Speech titles are important. They give your speech a setup that will tweak interest, prompt curiosity, and build anticipation.
Your title will appear in promotional mailings, newsletters, and websites. It will show up on event programs and posters. It's how you will be introduced.
Think of your title as a key part of the mini-marketing campaign for your speech. Make no mistake. You're doing more than announcing a topic. You're asking potential audience members to ante up their scarcest resource -- time.
An effective title needs to do two things. The first is really straightforward -- it lets the audience know what you're going to talk about. The second is trickier. Strong titles twang the reader. The twang works because it's unexpected, intriguing, and a little mysterious.
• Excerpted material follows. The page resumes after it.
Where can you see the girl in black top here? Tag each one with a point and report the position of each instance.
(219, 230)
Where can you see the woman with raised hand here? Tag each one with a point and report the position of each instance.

"Wrestling the Cost-Price Alligator" was a speech on margin improvement -- given at the annual management meeting in Florida. Division general managers were asked to visualize alligator wrestling -- with the jaws as cost and price. The GM's job is to wedge a log into the gator’s jaws. Open jaws = good margins. Jaws that snap shut = lousy margins.
"Think Like a Barbarian" was a speech to a hundred or so IT managers in a Fortune 50 company. The speaker compared the company's IT systems to fortified castles -- constantly attacked by hacker barbarians. The best way to protect the company's IT systems was for each IT manager to step outside his or her usual role and "think like a barbarian."
Use a strong title to ramp up audience interest and expectation. An intriguing, unexpected title can pull people into your audience.